Her Şeyin Hayırlısını İste Allah'dan

7 Mayıs 2023 tarihinde yayınlanmıştır.

Hikmet

Mürşid-i Azîzim Muzaffer Efendi Hazretleri buyurdular ki :

Kötülük isteme. Allah'ın râzı olmadığı şeyleri isteme. Ve hakkında hayırlı olanı iste. Evlâd da istesen hayırlısını iste, mal da istesen hayırlısını iste, rütbe de istesen hayırlısını iste Allah'dan. 

Üç peygamber geliyordu, Benî İsrâil zamânında, iyi dinle, kulağında bulunsun, bir mahlûkun kemiklerini gördüler, gâyetle cesîm bir mahlûkun kemiklerini. Çürümüş. Merâk etdiler, dediler ki, "Cenâb-ı Hakk'dan ricâ edelim, niyâz edelim, duâ edelim, şu hayvanı diriltsin de görelim" dediler. Birisi duâ etdi, "Yâ Rabbi kemiklerini birbirine yapışdır" dedi. Duâ müstecâb oldu, kemikler birbirne yapışdı. Biri de "Yâ Rabbi, tüylerini ve etlerini ve sinirlerini yapıştır bunun" dedi. Duâ müstecâb oldu, hayvan meydana geldi. Üçüncü peygamber ellerini kaldırdı, "Yâ Rabbi , hakkımızda hayırlıysa bunu dirilt, hayırlı değilse diriltme" dedi. Ve derhal o mahlûk dağıldı. Sonra Cenâb-ı Hakk vahy etdi ki, "Eğer hayır kelimesini koymasaydınız diriltecekdim, sizi yiyecekdi o mahlûk" dedi. 

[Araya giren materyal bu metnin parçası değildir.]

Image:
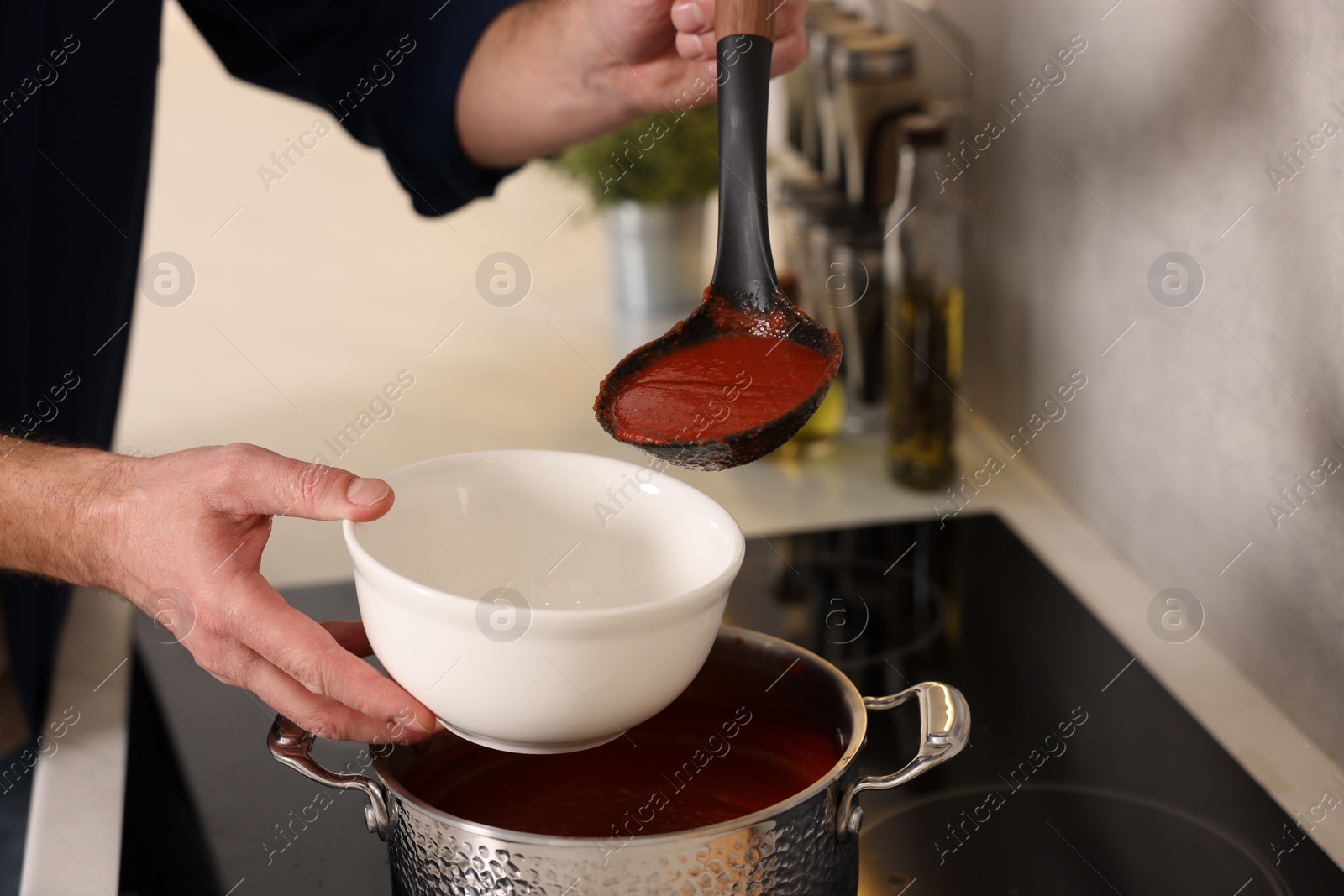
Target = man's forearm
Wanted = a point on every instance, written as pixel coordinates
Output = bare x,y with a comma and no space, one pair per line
535,85
49,512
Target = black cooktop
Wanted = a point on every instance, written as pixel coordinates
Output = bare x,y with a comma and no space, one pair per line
1082,777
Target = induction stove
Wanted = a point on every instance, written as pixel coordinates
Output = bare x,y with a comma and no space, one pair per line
1084,774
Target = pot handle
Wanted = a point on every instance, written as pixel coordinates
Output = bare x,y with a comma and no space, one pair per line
944,730
293,746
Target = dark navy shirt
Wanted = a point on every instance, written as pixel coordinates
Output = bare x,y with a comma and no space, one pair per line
77,101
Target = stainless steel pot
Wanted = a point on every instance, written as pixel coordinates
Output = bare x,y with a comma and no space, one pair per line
804,846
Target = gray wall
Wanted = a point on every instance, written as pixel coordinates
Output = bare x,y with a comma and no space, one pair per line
1196,418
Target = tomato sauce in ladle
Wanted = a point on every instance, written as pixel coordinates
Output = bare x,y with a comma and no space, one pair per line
748,369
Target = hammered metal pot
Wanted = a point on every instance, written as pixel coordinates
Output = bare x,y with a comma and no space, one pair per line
806,846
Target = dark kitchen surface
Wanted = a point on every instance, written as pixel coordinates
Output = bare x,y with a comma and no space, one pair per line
1084,775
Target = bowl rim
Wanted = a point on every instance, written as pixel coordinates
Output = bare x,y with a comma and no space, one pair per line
858,739
370,566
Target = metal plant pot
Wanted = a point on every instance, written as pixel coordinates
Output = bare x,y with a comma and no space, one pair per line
806,846
656,257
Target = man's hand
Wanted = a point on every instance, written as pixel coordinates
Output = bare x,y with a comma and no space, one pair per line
181,537
553,73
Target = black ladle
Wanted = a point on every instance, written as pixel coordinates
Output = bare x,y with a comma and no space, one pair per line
745,295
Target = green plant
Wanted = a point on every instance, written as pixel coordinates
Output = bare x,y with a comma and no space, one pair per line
660,159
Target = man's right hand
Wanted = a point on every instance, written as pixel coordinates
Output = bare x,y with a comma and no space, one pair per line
181,537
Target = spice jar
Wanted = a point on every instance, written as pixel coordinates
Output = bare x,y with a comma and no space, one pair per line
874,85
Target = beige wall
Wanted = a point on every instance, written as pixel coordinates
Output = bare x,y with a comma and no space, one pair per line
1198,417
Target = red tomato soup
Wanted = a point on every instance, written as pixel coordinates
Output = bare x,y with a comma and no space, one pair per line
716,389
687,768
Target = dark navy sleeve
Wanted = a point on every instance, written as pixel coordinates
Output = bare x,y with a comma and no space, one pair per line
386,70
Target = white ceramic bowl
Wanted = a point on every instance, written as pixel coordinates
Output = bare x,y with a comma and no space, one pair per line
543,600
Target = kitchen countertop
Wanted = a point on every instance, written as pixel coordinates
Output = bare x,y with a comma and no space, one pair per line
77,790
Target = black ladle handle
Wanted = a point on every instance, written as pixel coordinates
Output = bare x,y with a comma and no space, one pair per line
745,270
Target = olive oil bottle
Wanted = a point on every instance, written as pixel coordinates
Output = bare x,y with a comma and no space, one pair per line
922,271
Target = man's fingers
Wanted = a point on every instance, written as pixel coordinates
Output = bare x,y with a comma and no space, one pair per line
349,636
696,16
308,653
253,479
326,718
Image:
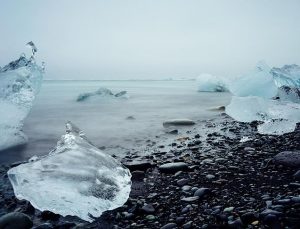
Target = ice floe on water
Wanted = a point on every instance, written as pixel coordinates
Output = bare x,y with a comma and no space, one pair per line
101,92
210,83
20,81
75,178
262,95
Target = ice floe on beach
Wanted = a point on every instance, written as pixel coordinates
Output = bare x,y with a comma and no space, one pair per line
103,92
20,81
75,178
273,99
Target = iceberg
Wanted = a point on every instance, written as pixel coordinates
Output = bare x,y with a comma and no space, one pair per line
75,178
20,81
104,92
258,82
210,83
288,75
277,117
253,100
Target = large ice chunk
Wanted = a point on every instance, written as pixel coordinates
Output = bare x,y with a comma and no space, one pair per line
20,81
103,92
278,117
288,75
254,95
76,179
258,82
210,83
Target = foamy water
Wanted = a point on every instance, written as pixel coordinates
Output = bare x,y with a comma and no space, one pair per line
104,120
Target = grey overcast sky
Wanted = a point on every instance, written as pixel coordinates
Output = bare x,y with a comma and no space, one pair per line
142,39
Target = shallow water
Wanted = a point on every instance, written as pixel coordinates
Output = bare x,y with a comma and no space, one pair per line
104,120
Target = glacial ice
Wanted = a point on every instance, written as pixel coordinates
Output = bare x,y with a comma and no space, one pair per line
20,81
75,179
253,99
258,82
210,83
288,75
104,92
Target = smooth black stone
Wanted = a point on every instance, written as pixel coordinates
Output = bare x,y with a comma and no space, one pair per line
202,192
148,208
169,226
248,218
15,220
137,165
173,167
182,182
288,158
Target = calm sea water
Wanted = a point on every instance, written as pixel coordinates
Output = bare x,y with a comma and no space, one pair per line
104,120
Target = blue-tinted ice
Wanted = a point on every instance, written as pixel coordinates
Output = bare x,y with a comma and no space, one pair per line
75,178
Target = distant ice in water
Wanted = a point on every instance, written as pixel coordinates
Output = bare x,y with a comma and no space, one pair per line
103,92
210,83
254,98
20,81
75,178
258,82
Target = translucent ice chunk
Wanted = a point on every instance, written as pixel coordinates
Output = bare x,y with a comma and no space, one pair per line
288,75
20,81
76,179
210,83
278,116
258,82
104,92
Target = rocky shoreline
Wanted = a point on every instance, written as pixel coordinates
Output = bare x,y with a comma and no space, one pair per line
211,180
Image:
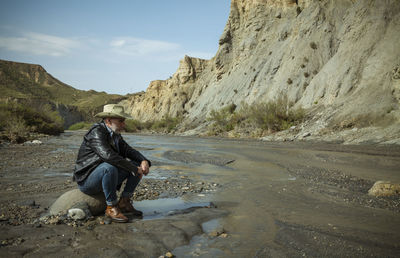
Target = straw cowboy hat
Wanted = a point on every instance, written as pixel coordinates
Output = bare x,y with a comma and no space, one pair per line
113,110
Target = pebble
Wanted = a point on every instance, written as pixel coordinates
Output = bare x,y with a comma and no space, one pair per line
76,214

Onun için ne iş yaparsan yap, hep Allah'dan hayırlısını iste. Kız evlâdın olsun, hayırlısı olsun. Erkek evlâdın olsun, hayırlısı olsun. Malın olsun, hayırlısı. Züğürt ol gene hayırlı züğürt ol. Onu temennî eyle. Çünkü hayırlı fakîr olmazsan hırsızlık yaparsın, uğursuzluk yaparsın, arsızlık yaparsın, yüzsüzlük yaparsın, başın belâdan kurtulmaz. Hayırlısı olursa fakîrliğin, sabr-ı cemîlle sabredersin, Resûlullah'la beraber cennete girersin. 

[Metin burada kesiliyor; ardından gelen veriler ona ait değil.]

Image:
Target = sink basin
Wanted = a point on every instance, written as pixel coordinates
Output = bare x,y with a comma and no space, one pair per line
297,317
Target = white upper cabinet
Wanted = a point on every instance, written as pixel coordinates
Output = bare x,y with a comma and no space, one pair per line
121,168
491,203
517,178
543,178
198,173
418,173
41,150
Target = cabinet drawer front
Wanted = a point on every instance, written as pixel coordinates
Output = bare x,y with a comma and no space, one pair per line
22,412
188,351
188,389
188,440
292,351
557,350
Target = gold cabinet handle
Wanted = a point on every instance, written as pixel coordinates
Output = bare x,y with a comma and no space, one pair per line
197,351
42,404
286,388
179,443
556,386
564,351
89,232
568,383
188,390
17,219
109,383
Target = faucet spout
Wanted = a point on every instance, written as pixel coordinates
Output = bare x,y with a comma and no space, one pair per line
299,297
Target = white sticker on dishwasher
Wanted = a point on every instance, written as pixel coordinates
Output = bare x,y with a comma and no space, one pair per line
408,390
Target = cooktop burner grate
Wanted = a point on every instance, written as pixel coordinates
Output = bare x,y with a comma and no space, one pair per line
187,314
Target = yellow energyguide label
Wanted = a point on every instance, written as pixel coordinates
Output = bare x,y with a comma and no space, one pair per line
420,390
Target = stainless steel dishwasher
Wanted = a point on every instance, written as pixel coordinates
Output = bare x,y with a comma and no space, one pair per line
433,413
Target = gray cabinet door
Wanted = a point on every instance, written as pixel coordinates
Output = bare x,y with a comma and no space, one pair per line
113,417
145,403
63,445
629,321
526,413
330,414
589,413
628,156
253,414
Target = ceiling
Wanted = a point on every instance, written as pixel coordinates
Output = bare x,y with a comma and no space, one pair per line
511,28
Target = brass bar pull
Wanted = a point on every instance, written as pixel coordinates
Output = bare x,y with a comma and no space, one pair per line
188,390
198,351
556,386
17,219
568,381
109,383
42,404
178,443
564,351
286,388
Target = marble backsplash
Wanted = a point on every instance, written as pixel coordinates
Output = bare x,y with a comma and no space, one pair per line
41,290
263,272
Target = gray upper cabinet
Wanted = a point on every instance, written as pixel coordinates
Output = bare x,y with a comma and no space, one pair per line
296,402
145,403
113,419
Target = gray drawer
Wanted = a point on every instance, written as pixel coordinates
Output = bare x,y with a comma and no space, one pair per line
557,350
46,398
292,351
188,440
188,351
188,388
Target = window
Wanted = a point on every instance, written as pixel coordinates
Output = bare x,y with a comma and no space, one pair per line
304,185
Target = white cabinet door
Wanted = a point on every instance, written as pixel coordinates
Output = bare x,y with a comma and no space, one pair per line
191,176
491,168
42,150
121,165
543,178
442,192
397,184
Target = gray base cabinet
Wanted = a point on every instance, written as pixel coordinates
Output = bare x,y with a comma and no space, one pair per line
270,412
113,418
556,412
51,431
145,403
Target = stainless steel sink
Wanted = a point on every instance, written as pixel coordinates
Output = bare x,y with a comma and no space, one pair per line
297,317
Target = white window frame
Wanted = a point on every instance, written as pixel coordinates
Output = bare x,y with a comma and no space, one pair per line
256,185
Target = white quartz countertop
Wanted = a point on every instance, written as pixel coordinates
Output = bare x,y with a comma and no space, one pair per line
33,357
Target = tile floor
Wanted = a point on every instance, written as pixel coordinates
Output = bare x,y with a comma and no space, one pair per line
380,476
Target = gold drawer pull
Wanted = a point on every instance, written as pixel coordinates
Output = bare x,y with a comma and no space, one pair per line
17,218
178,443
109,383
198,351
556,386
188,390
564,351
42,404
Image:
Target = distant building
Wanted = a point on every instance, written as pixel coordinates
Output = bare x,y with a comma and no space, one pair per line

Efendi Hazretleri buyurdular ki :

Nefs bir şey istedi, o nefs istediği şeyin kendi hakkında hayır olup olmadığını bilmez. İster. İsteyince Cenâb-ı Hakk verir ona. Verdiği vakitde eğer hayır değilse başına musîbeti alır. Onun için duâlarda "Yâ Rabbi, hayırlıysa bana bu nefsimin istediğini ver" demek lâzım. Bazen ne oluryor, istiyoruz, nefsimiz arzu ediyor, istiyoruz ama başımıza belâyı duâ ile satın alıyoruz. Onun için şart koşmak lâzım, "Yâ Rabbi istediğim şey hayırlıysa bana ver, hayırsızsa verme. Ben bilmiyorum, sen biliyorsun" demek lâzım.

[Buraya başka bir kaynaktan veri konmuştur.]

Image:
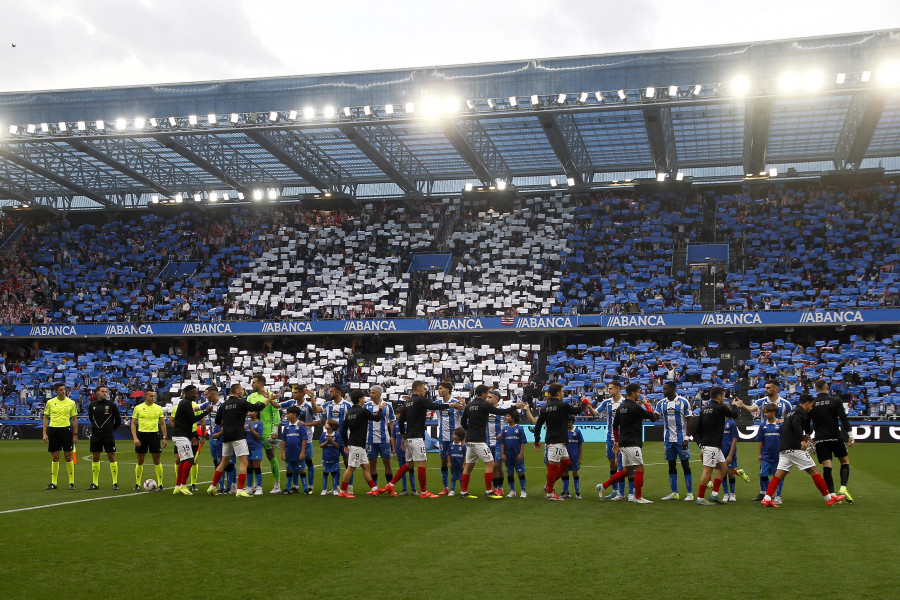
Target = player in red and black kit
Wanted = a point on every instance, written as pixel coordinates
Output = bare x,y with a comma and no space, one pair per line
832,431
628,433
354,431
793,453
556,415
411,422
475,420
708,435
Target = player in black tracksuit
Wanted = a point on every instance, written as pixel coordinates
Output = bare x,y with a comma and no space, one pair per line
105,420
556,415
708,435
832,430
354,430
793,453
628,433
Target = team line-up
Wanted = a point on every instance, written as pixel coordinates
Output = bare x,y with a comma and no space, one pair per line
361,431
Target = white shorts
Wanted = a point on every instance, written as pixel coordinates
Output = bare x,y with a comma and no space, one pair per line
183,446
476,451
415,450
789,459
556,453
631,456
712,456
357,457
237,447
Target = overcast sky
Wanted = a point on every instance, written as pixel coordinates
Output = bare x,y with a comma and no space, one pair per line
99,43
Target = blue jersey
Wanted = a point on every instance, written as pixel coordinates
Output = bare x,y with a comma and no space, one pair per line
770,435
674,415
574,444
448,420
252,442
728,435
293,436
457,456
337,411
329,452
607,410
513,440
379,431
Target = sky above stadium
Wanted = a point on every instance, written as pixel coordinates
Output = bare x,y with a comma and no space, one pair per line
61,44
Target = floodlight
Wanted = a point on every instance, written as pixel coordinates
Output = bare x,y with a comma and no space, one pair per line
740,85
788,82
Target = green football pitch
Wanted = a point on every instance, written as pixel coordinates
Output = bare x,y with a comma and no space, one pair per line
72,544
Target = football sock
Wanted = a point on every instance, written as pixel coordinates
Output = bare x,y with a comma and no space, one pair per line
829,479
422,479
276,472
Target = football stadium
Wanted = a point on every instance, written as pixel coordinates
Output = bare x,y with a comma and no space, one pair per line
590,283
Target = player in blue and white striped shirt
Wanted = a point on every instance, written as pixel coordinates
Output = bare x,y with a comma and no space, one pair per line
676,417
379,441
448,421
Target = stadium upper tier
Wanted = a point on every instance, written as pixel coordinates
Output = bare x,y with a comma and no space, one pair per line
800,250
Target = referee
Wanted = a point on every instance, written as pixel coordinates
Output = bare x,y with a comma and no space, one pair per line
105,420
147,423
61,433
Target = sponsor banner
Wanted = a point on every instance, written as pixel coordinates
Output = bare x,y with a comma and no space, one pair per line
505,323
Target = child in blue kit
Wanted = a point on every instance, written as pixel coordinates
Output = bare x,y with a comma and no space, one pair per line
573,447
331,444
512,452
457,458
293,452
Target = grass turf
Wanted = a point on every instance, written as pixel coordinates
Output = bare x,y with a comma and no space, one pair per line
155,545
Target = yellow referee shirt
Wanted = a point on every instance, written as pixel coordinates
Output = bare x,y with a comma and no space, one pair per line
60,411
147,417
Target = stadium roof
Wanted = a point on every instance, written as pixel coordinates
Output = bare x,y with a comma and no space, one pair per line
712,113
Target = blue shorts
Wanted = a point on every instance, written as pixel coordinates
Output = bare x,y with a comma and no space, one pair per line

Meselâ bir adam çocuğu olmamış duâ ediyor Cenâb-ı Hakk'a, "Yâ Rabbi bana bir evlâd ver, nasıl olursa olsun". Dünyâya çocuk geldi, başına belâ oldu. Sevindi hem de doğduğu vakitde, "Duâm kabûl oldu, çocuk dünyâya geldi, oh ne güzel" diye. Ama istikbalde zehir oldu hayatı başdan aşağı. Onun için duâlarda nefsin arzusunu istediği vakitde, dünyevî olsun uhrevî olsun, dâimâ "Yâ Rabbi hayırlsını bana ihsân et demesi lâzım. Böyle duâ etdi, çocuk a'mâ geldi, gözleri görmüyor. Onun hakkında o hayırlıdır, a'mâ olması. Yüz bin esrârı vardır o a'mâ gelmesinde. Hayır kaydını koyduğu vakitde, istediği nasıl gelirse gelsin, onun hakkında hayırlıdır o. Nefse belki ağır gelir, çirkin gelir ama onun hakkında hayırlıdır o. O bilemez onu, Allah bilir onu. Çünkü eğer gözü görseydi, belki babasını dövecekdi, belki evden eşyâ çalacakdı, babasının sakladığı şeyleri alıp götürecekdi filan. Belki eşkiyâ olacakdı. Demek ki a'mâ olması hayır oldu. Misâl olarak söylüyorum bunu. Yoksa Allah'ın şânından değil, kul hayırlısını istesin de a'mâ versin ama böyle de verse gene onun hakkında hayırlı olur yani, onu demek istedim.